При чем тут партизаны? Ну как — в них же тоже уходят.
«Мальчик, — скажет, — ах, какой у вас акцент,
Закажите мне мартини и абсент».
Пижон.
Он был бы, вероятно, очень хорошим рок-н-ролльным поэтом, будь у нас тогда рок-н-ролл. Примат ритма над смыслом, транса над нарративом, вспышек, движения, энергии над содержанием роднили его с носителями истероидного рок-темперамента. Не зря он так охотно протежировал до поры подпольным рок-идолам — Гребенщикову, Башлачеву, прочим. Чуял своих.
И пижонство у них не грех.
И абракадабра не грех.
И красные сапоги на желтой траве.
Нет, напрасно он ходил к Пастернаку — они б с Моррисоном спелись.
А что. Молодой ленинец, любит негров, стриптиз, мотоциклы и выпендриваться. По-нашему пафосный: не велит трогать музыку руками.
Настоящий рок-н-ролльный кадр.
У них — сторчался бы. У нас — умер в Переделкине.
Неизвестно, что лучше.
70-е. Аристократизм
Нагибин
Не было в России автора, менее обиженного Советской властью, чем Юрий Нагибин. Еще при жизни во всех мало-мальски солидных библиотеках под его сочинения отводился отдельный шкаф. Это не помешало большому автору числить себя в жертвах режима и напоминать об этом при каждом удобном случае. «Дневник», готовившийся к публикации им самим, а отнюдь не пересолившими душеприказчиками, был случаем благоприятным.
Был на охоте. Привез четырнадцать уток и омерзительное впечатление об Анатолии Ивановиче.
Странно, что смерть этого лета я ощущаю несравненно острее и печальнее, чем смерть Михаила Светлова, приключившуюся вчера.
Мои записки по своей содержательности начинают походить на дневники Ники Романова.
Русский советский писатель всегда больше любил собак и деревья, нежели людей. Белые Бимы были ухожены и тупо преданы, травы густы, а люди блевали, смердели и предавали.
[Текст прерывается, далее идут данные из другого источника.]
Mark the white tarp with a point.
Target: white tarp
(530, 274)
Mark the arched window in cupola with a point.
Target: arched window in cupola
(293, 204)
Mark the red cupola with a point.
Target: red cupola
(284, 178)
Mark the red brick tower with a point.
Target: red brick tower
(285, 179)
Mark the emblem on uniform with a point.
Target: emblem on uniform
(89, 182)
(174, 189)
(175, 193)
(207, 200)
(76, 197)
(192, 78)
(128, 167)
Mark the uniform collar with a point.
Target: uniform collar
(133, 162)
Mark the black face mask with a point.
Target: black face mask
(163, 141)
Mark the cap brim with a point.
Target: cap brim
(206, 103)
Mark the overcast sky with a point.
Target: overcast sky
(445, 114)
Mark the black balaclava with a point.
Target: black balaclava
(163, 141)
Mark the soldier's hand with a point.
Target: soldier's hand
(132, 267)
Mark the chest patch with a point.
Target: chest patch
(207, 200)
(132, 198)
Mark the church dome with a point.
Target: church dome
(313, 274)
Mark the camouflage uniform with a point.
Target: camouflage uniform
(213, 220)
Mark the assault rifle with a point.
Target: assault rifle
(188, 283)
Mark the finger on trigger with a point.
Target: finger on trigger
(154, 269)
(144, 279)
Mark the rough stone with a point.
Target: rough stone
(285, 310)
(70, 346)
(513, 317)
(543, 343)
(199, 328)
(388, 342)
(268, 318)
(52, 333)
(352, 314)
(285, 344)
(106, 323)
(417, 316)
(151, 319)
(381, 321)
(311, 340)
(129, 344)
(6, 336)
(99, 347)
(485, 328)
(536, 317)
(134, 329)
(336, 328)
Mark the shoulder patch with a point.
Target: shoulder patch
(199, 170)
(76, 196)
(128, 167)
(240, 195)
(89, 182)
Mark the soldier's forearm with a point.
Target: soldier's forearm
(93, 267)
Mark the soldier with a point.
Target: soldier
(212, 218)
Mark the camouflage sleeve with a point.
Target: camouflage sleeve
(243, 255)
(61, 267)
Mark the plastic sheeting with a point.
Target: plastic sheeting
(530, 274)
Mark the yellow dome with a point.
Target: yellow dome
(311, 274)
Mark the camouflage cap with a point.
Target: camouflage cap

Способность к блеву, смраду и предательству была свойственна письменникам нового века более чем кому бы то ни было — но в их глазах избранность искупала все. Поэтому образ Большого Российского Писателя всегда был неотделим от отшельнического хождения по зеленям с двустволкой, жгучей жалости пополам с презрением к пьющему простолюдину и от пристально-нежного внимания ко всякой тварьке — с тем, чтобы торжествуя всадить в нее заряд дроби, а потом описать художественно на бумаге специально для школьных изложений (интересно, отчего в школе так помешаны на экологии — всех этих чуйках, нырках и промоинах?).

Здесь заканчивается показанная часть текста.